Terres de musique
La saison estivale et musicale iséroise débute avec Jazz à Vienne et s'achève avec le Festival Berlioz. Un monde sépare les deux manifestations. Avec 222 000 spectateurs en 2018, Jazz à Vienne se hisse en cinquième place des festivals les plus fréquentés en France. Plus jeune, plus modeste par sa taille, le Festival Berlioz, qui se déroule fin août, attire pour sa part 30 000 personnes. Pour son directeur, Bruno Messina, c'est une performance à l'échelle du bourg de La Côte-Saint-André qui compte 5 000 âmes en plein coeur du territoire champêtre de la Bièvre. Mais il est la preuve que tourisme vert et tourisme culturel s'accordent à loisir dans ces paysages où mélomanes et amoureux de la nature finissent par s'attarder et n'en faire qu'un.
« Des gens sont arrivés pour un soir, pour un concert, puis sont restés pour un autre et ont fini par prolonger pendant quatre nuits », témoigne Delphine Boullier, qui a ouvert une chambre d'hôtes labellisée Gîte de France baptisée Au-dessus de Parady, en juin 2017 à Gillonnay. Comme de nombreux hébergements situés sur l'axe de Bièvre, la clientèle est avant tout constituée de voyageurs qui font étape sur la route des vacances. Sauf que la tenue du festival permet de fixer les touristes quelques jours de plus fin août et d'assurer un remplissage des lits à la fin de l'été. « Nous avons choisis d'organiser les chambres avec la possibilité de séparer les lits pour recevoir une clientèle hors couples », poursuit Delphine Boullier. Les organisateurs du festival sont dans l'attente de la création de nouveaux hébergements dans la catégorie moyenne et haut de gamme, répondant à la demande des festivaliers, mais aussi des nombreux concertistes obligés de se loger loin de La Côte-Saint-André.
C'est le parti pris du Domaine de Dony à Balbins, Gîte de France également, qui a ouvert ses portes au mois de novembre 2017. La vaste demeure, qui propose cinq chambres d'hôtes haut de gamme s'est tout de suite rapprochée d'Aida, la structure du festival Berlioz, pour réserver ses couchages aux musiciens, chanteurs et chefs d'orchestre.
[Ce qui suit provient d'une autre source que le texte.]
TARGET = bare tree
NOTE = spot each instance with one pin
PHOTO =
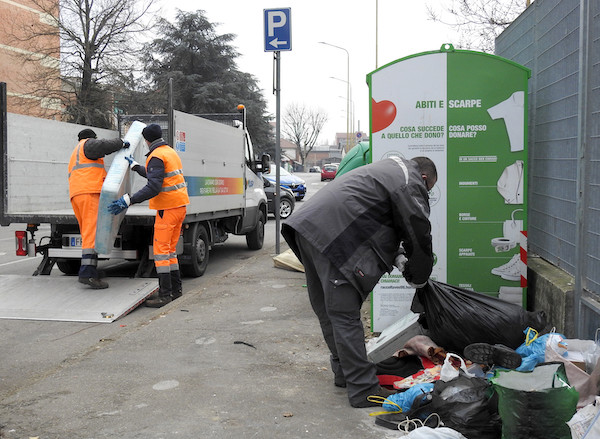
(97, 40)
(302, 127)
(478, 22)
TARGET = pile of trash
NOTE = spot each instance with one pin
(467, 365)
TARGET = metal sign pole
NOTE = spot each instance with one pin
(277, 91)
(278, 36)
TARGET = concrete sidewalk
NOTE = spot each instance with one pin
(241, 357)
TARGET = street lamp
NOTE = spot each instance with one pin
(347, 92)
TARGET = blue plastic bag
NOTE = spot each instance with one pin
(533, 350)
(405, 399)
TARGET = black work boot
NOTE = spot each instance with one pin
(176, 291)
(164, 292)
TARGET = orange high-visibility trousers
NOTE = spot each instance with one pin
(85, 207)
(167, 228)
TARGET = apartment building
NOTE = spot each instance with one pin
(30, 56)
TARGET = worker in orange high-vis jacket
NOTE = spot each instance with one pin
(86, 175)
(167, 192)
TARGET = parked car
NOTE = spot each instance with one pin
(287, 200)
(288, 180)
(328, 172)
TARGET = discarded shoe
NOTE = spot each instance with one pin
(158, 301)
(499, 355)
(93, 282)
(339, 381)
(364, 402)
(509, 271)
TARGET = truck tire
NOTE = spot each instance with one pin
(69, 266)
(256, 237)
(200, 249)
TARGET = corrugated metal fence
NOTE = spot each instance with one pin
(559, 40)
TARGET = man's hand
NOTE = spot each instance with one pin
(400, 261)
(118, 206)
(132, 162)
(408, 278)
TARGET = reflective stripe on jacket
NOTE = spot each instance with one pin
(173, 192)
(85, 176)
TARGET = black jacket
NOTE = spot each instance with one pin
(359, 221)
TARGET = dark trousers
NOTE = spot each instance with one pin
(337, 305)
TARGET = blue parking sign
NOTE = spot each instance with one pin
(278, 29)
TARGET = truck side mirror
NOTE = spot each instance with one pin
(266, 163)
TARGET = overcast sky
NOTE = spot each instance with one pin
(307, 70)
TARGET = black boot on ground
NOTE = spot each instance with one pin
(164, 292)
(176, 291)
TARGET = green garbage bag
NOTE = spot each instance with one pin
(535, 404)
(358, 156)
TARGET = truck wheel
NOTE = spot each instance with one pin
(285, 208)
(200, 250)
(256, 237)
(69, 266)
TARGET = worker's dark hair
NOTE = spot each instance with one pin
(86, 134)
(427, 167)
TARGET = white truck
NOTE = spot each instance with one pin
(223, 180)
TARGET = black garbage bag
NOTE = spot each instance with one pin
(467, 405)
(456, 318)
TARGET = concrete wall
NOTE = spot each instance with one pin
(551, 289)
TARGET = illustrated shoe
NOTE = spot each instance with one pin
(511, 270)
(364, 402)
(158, 301)
(499, 355)
(93, 282)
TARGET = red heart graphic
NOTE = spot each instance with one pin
(382, 115)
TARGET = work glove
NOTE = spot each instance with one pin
(132, 162)
(118, 206)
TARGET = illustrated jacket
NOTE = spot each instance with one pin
(359, 221)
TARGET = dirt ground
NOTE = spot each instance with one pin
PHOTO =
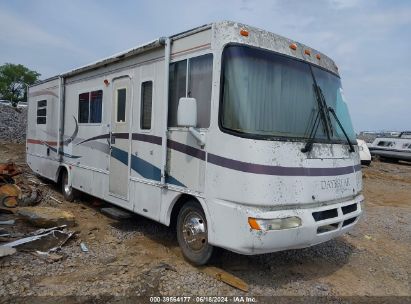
(140, 257)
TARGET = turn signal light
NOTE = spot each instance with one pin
(274, 224)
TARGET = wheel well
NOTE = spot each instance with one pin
(177, 207)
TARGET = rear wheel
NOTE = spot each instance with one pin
(66, 189)
(192, 234)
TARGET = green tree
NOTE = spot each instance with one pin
(14, 79)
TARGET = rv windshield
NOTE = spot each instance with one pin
(268, 95)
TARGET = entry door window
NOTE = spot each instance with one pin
(121, 105)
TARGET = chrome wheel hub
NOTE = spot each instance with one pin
(195, 231)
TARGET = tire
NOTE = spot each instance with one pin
(66, 189)
(192, 234)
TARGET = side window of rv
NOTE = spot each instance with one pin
(121, 105)
(41, 112)
(146, 105)
(191, 78)
(90, 107)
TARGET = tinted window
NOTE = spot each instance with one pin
(121, 105)
(146, 104)
(198, 85)
(177, 89)
(42, 112)
(96, 105)
(83, 107)
(90, 107)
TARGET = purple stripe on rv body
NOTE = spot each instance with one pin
(194, 152)
(277, 170)
(235, 164)
(147, 138)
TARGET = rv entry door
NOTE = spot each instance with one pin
(119, 137)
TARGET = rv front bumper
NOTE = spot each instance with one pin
(309, 226)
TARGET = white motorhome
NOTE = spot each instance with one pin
(239, 137)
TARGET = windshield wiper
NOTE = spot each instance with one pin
(309, 145)
(342, 128)
(322, 114)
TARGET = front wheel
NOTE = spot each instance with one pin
(192, 234)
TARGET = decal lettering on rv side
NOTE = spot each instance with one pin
(338, 183)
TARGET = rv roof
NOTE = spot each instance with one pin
(140, 49)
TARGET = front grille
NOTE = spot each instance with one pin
(349, 208)
(324, 215)
(327, 228)
(349, 221)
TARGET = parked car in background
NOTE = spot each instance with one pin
(392, 148)
(365, 154)
(5, 102)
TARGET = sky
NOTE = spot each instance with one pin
(370, 40)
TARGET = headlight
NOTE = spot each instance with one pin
(274, 224)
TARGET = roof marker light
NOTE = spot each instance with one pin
(244, 32)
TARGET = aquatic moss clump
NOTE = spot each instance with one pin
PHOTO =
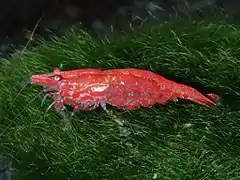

Les festivaliers apprécient de loger au plus près des lieux de concerts.
La manne des festivals
Il est communément admis que la culture et plus précisément la tenue de festivals est considérée, depuis les années 80, « comme une composante essentielle des stratégies économiques à long terme. Le coefficient multiplicateur des retombées sur l'économie locale est de l'ordre de trois », ainsi que le rappelait Bernard Latarjet, ingénieur agronome, haut fonctionnaire, qui a notamment produit le rapport sur L'aménagement culturel des territoires en 1992. En fonction de la nature du public, le coefficient peut grimper jusqu'à 10. Et ce sont les entreprises locales qui en tirent le mieux bénéfice. « Il existe une dynamique locale et tout le monde peut en profiter, insiste Pascale Eymond Laritaz, qui dirige le domaine de Dony depuis ses fourneaux. Le monde attire le monde. » Elle souligne l'avantage de travailler en réseau avec les autres établissements, pour proposer une offre complète. « En tant qu'acteur de la vie locale, nous souhaitons participer à cette animation », reprend-elle. Si bien qu'elle met les petits plats dans les grands pour faire plaisir aux festivaliers, le Bistronomique proposant à la fois un menu traditionnel et une assiette complète, en fin d'après-midi, à déguster avant les concerts. Bien entendu, les produits du terroir sont à l'honneur : truite fumée, fruits et légumes, viande et bières sont locaux.
Mais seul, un évément culturel ne peut suffire à assurer la fréquentation des hébergements et restaurants de la Bièvre. Le domaine de Dony accueille ainsi une large clientèle Suisse attirée par le circuit automobile du Laquais ou des équipages de l'aéroport. Un peu plus loin, la Palais du Facteur Cheval complète l'offre touristique.